Meine Wohnung liegt im ersten Stock eines Altbaus. Nachdem man die Haustür aufgeschlossen hat, muss man zwei Stufen hochsteigen, dann sieht man rechts die Briefkästen an der Wand. Das passt optimal; nach dem Aufschließen kann ich den Haustürschlüssel und den Wohnungsschlüssel am Schlüsselbund durch meine Finger gleiten lassen, sodass ich den Briefkastenschlüssel sofort parat habe, sobald ich vor meinem Briefkasten stehe. Es ist der vierte von links. Mein Nachname steht –natürlich– auf dem Schild.

Neben den Briefkästen befindet sich die Treppe. Es sind genau zwanzig Stufen nach oben. Ich weiß nicht, ob du jemals die Stufen mitgezählt hast. Vielleicht habe nur ich diesen Tick. Jedenfalls steht man dann direkt vor der Wohnung von Katja, meiner Nachbarin. Um aber zu meiner Wohnung zu kommen, muss man nun wieder drei Stufen hinabsteigen. Dann steht man vor meiner Wohnungstür.

Wir sind schon oft diese Treppe hochgelaufen; etliche Male, als du nach unten vor die Haustür zum Rauchen gegangen bist und ich dich begleitet habe. Immerhin habe ich diese Angewohnheit mir vor dreieinhalb Jahren abgewöhnt. Aber irgendwie mag ich den Geruch einer frischen Zigarette immer noch.

Sobald man also mit dem zweiten Schlüssel am Bund die Wohnungstür aufgeschlossen hat, steht man im Flur meiner Wohnung. Rechts befindet sich ein kleiner Durchgang; er ist gleichzeitig Windfang, Vorflur und Garderobe, denn die kleine, schmale Tür dort ist die Badezimmertür. Nachdem man also die Jacke an der Stange in der Garderobe aufgehangen und, wenn man es will, die Schuhe ausgezogen hat, kann man sich beispielsweise im Flur umgucken. An der Tür zum Bad hängt eine Farbkopie von Vincent van Goghs „Café Terrace at Night“, an der nächsten Tür rechts im Flur das berühmte Poster vom Kabarett „Le Chat Noir“ von Théophile-Alexandre Steinlen. Hinter dieser Tür verbirgt sich meine Küche.

Geradeaus durch den Flur springt dem Besucher ein Poster ins Auge, welches ich neulich in London gekauft habe. Auf einem großen „Union Jack“ prangen die Worte „Keep calm and carry on“ – „Ruhe bewahren und weitermachen“. Es war ursprünglich ein Aufruf an das englische Volk, im Angesicht des Zweiten Weltkriegs nicht in Panik zu verfallen. Vor ein paar Jahren wurde das Poster wiederentdeckt, um den Menschen während der Wirtschaftskrise Mut zu machen. Jetzt hängt eines davon an der Tür zu meinem Arbeitszimmer.

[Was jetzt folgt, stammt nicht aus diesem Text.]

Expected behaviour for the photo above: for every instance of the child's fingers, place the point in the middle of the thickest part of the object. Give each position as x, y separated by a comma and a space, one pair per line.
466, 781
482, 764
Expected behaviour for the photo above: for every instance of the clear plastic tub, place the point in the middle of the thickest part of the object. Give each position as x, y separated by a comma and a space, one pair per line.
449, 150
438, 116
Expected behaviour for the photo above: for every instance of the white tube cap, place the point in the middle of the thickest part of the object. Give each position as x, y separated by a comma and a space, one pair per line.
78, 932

Wenn man vor dieser Tür steht und sich um 90 Grad nach links dreht, sieht man ein Poster von der Stadt Osnabrück. Dort habe ich studiert und mich pudelwohl gefühlt, und aus genau diesem Grund hängt das Poster nun an der Tür zu meinem Schlafzimmer – ein weiterer Ort, an dem ich mich pudelwohl fühle. Allerdings sieht es da drin meistens ziemlich unaufgeräumt aus, deswegen gehen wir schnell weiter zum großen „200 Jahre Louvre“-Poster. Weißt du noch? Du hast dir die einzelnen Bilder dieser Collage jedes Mal angeschaut, als du hier warst – Kunst ist eben dein Fachgebiet.

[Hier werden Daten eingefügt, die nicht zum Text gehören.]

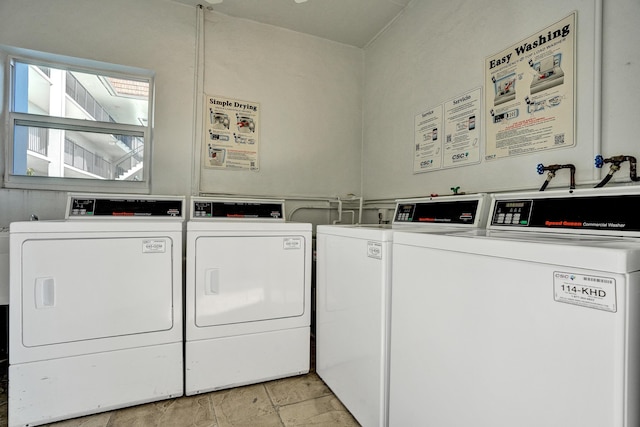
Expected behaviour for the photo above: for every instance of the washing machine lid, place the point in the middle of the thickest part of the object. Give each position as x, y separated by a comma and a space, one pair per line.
466, 211
124, 206
234, 209
610, 211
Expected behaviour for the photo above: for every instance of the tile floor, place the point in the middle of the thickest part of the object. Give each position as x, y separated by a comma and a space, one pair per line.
297, 401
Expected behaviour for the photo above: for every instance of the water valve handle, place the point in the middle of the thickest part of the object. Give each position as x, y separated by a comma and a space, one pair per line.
599, 161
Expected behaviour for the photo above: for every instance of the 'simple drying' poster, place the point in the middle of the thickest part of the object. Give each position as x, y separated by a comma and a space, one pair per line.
231, 133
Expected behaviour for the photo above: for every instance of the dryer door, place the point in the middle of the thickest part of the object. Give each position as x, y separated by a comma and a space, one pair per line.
81, 289
248, 279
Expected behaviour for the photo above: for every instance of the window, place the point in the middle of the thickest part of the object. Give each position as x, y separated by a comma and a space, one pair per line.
76, 125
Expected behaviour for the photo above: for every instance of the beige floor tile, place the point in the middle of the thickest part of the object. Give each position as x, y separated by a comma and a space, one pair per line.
324, 411
193, 411
244, 406
296, 389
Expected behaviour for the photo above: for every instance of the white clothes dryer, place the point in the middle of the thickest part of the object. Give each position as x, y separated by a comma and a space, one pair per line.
96, 308
248, 299
535, 323
353, 288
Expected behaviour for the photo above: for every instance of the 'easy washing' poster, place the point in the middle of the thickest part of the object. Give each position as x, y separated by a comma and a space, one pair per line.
530, 93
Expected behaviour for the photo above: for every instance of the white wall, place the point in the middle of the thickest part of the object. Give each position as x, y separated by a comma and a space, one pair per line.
151, 34
435, 51
309, 90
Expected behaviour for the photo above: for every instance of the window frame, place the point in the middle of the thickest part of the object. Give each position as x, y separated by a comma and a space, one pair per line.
9, 55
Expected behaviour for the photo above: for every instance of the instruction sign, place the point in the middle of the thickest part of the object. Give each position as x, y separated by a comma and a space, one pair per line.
530, 93
448, 135
231, 134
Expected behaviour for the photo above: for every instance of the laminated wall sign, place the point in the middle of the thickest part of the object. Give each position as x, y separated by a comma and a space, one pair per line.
231, 134
530, 93
448, 135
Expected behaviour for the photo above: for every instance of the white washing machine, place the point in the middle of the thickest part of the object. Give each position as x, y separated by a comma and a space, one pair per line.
96, 308
248, 296
536, 323
353, 291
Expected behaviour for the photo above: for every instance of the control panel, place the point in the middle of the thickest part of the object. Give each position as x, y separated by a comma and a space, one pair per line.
131, 206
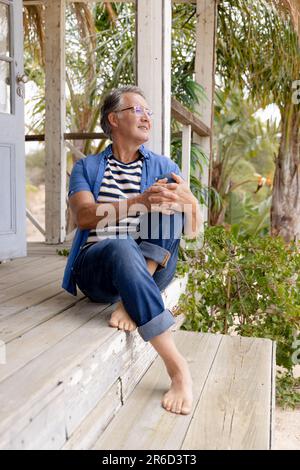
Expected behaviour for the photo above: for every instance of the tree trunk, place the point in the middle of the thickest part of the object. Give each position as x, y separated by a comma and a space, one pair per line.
285, 210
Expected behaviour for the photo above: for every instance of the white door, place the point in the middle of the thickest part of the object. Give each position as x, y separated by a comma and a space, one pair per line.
12, 155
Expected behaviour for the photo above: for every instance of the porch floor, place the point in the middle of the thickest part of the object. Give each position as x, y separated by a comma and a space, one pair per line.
69, 381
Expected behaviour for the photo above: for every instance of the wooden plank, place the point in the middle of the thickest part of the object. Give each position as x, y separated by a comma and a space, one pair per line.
26, 287
186, 152
13, 266
17, 324
142, 423
96, 422
140, 358
55, 176
91, 379
24, 349
43, 429
153, 55
205, 58
233, 411
40, 248
30, 272
29, 299
49, 369
186, 117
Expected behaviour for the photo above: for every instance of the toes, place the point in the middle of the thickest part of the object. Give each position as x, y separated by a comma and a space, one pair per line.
178, 407
186, 409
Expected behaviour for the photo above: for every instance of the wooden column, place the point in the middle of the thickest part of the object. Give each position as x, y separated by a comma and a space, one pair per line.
55, 121
186, 152
153, 68
205, 74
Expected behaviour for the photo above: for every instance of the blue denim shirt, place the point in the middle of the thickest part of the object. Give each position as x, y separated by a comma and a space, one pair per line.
87, 175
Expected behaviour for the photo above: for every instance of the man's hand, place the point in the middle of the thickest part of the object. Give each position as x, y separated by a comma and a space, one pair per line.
176, 196
163, 201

Weiter zur letzten Tür im Flur, der Tür zum Wohnzimmer. Dort hängt das Poster vom Eurovision Song Contest in Düsseldorf 2011. Es ist gleichzeitig eine Hommage an diesen großartigen Event und ein Hinweis darauf, dass sich hinter dieser Tür mein Wohnzimmer mit Fernseher, DVD-Player und Musikanlage befindet.

Wenn man diese Tür öffnet, sieht man rechts zunächst drei schwarze Benno-Regale von IKEA, die meine CD- und DVD-Sammlung beinhalten. Daneben der schwarze Hifi-Schrank und der weiße TV-Schrank mit besagtem Fernseher etc. Dem gegenüber an der Wand steht das blaue Sofa, davor ein kleiner, hellbrauner Tisch mit zwei Sesseln. Daneben stehen der wiederum schwarze Esstisch und die Stühlen mit den weißen Hussen. Wie du ja weißt, passt das alles farblich und stilistisch nicht so wirklich zueinander. Aber es sind eben die Möbel aus meiner Studentenbude, und ich finde, dass das ganze einen gewissen improvisierten Charme hat. Es ist nicht viel, aber es ist gemütlich und es ist meins.

Das ist, mehr oder weniger akkurat beschrieben, meine Wohnung. Aber das erste Mal, als sie sich nicht nur wie eine Wohnung, sondern wie ein Heim anfühlte, war der DVD-Abend mit dir und S. S saß auf dem Sessel und wusste, was ich für dich empfand, während du dich auf die Kissen in der Sofaecke gefläzt hast und ich, natürlich nervös und angespannt und den üblichen, gesellschaftlich vorgeschriebenen Abstand wahrend, daneben saß.

Mein Sofa sah eindeutig besser aus, als du darauf gesessen hast.

Ich habe dir angemerkt, dass du dich in meiner Wohnung wohlgefühlt hast. Wenn wir einen Film geguckt haben, hast du es dir bequem gemacht, dir die Schuhe ausgezogen und die Füße auf den Sessel gelegt.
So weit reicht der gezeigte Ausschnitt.